BAGDAD: Tout a commencé pour ces fidèles par une longue attente silencieuse sous le soleil couchant de Bagdad. Puis, ce que la plupart d'entre eux n'imaginaient que dans leurs rêves les plus fous est arrivé: le pape François est apparu.
Devant l'église Saint Joseph de la capitale irakienne, les rares chrétiens ayant obtenu un billet pour assister à la première messe papale de l'histoire de l'Irak rompent brutalement leur silence.
A l'arrivée du souverain pontife de 84 ans, une nuée de youyous s'élève ainsi que des centaines de mains tournées vers le ciel.
Au milieu des bouquets, des missels en arabe et des rosaires serrés entre des doigts tremblants, François salue des femmes, certaines la tête couverte de voiles noirs ou blancs.
Et il a l'air encore plus heureux que les Irakiens qui l'accueillent.
Les jeunes --peu nombreux dans l'assemblée-- dégainent aussitôt leurs téléphones portables, abaissant leur masque pour se prendre en photo avec le pape en arrière-plan.
Hostie et spray désinfectant
Des voix enfantines d'une chorale de bienvenue au souverain pontife se font entendre.
« Ca fait trois jours qu'on répète sans arrêt! », explique l'une des chanteuses, pas peu fière, portant une casquette floquée d'une photo du pape François trop grande pour sa tête.
Après cet accueil, une petite partie des personnes rassemblées entre dans l'église entièrement ceinturée d'imposants blocs de béton, pour prendre place sur des bancs de bois --à bonne distance les unes des autres à cause de la pandémie de coronavirus.
D'autres restent à l'extérieur sur des bancs de bois installés sur le parvis face à des écrans géants qui retransmettent la messe en direct.
Et, de nouveau, quand entre la procession du pape, en tenue blanche aux liserés dorés, de puissants youyous s'élèvent des travées tandis que résonnent les chants liturgiques en arabe d'une chorale masquée.
« C'est la première vraie rencontre entre le Saint-père et ses fidèles », se félicite le père Nadheer Dakko, de l'église Saint Joseph, à l'issue du deuxième jour de la visite papale marqué principalement par des entrevues officielles.
Une rencontre néanmoins entravée par les restrictions liées à la Covid-19. Pour la communion, le partage du vin et du pain bénis, le pape ne s'est pas déplacé.
A sa place, une demi-douzaine de prêtres munis de sprays désinfectants ont servi les fidèles dans l'église, déposant la petite hostie ronde dans leur main préalablement aspergée d'alcool.

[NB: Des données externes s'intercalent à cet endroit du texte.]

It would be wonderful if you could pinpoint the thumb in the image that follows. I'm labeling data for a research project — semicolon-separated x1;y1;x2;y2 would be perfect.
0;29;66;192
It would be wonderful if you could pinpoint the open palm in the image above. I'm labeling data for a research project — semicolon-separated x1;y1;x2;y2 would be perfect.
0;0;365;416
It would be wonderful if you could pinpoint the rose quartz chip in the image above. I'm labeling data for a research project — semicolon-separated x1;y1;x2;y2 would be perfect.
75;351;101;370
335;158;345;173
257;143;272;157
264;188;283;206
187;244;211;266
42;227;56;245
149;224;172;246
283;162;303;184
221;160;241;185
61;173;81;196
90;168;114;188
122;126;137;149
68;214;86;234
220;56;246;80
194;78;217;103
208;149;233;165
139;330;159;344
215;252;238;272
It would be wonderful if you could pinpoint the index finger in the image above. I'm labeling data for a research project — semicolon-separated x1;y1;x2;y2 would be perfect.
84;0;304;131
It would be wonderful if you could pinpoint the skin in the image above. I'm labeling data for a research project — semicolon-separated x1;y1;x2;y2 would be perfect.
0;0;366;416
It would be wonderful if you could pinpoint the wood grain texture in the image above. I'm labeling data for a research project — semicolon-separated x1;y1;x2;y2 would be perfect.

Dans son homélie, le pape François évoque l'amour, le pouvoir de témoigner et la force qu'il convient de garder face aux persécutions.
Autant de mots qui résonnent en Nabil Yaacoub, quadragénaire bagdadi qui dit avoir »survécu à tout » dans sa ville meurtrie depuis près de vingt ans par une invasion américaine, une guerre civile et des attentats jihadistes à répétition.
« Panser les plaies »
« J'ai survécu aux violences confessionnelles, aux explosions mais maintenant le pape est là », confie ce catholique irakien.
« Dans ce pays où tant de mal a été fait, il va pouvoir panser les plaies: c'est comme un père qui rentre enfin à la maison », espère l'homme qui regarde la messe sur l'un des écrans géants du parvis.
Chaque paroisse n'a pu envoyer que treize fidèles.
Pour tous les autres, ne serait-ce que pour quelques secondes et de loin, voir le pape reste une consolation. Il faut pour cela contourner les dizaines de barrages des forces de l'ordre autour de l'église.
Samira Youssef a réussi à se frayer un chemin avec sa soeur.
« J'attends devant l'église depuis midi mais, de toutes façons, j'ai attendu ce moment toute ma vie », glisse-t-elle. « S'ils ne me laissent pas entrer, je sais que je vais pleurer ».
A quelques pas de là, un jeune garçon se gratte la tête en contemplant des gardes suisses qui le dépassent de plusieurs têtes.
« Je vis juste à côté et je viens tous les jours allumer un cierge à Saint Joseph », raconte Fahad, musulman de 12 ans qui a ses habitudes à l'église. « Mais aujourd'hui, le pape en personne est là! », répète-t-il, incrédule.
Avant de reprendre: « J'espère que ça deviendra son habitude: j'espère que le pape viendra tout le temps en Irak ».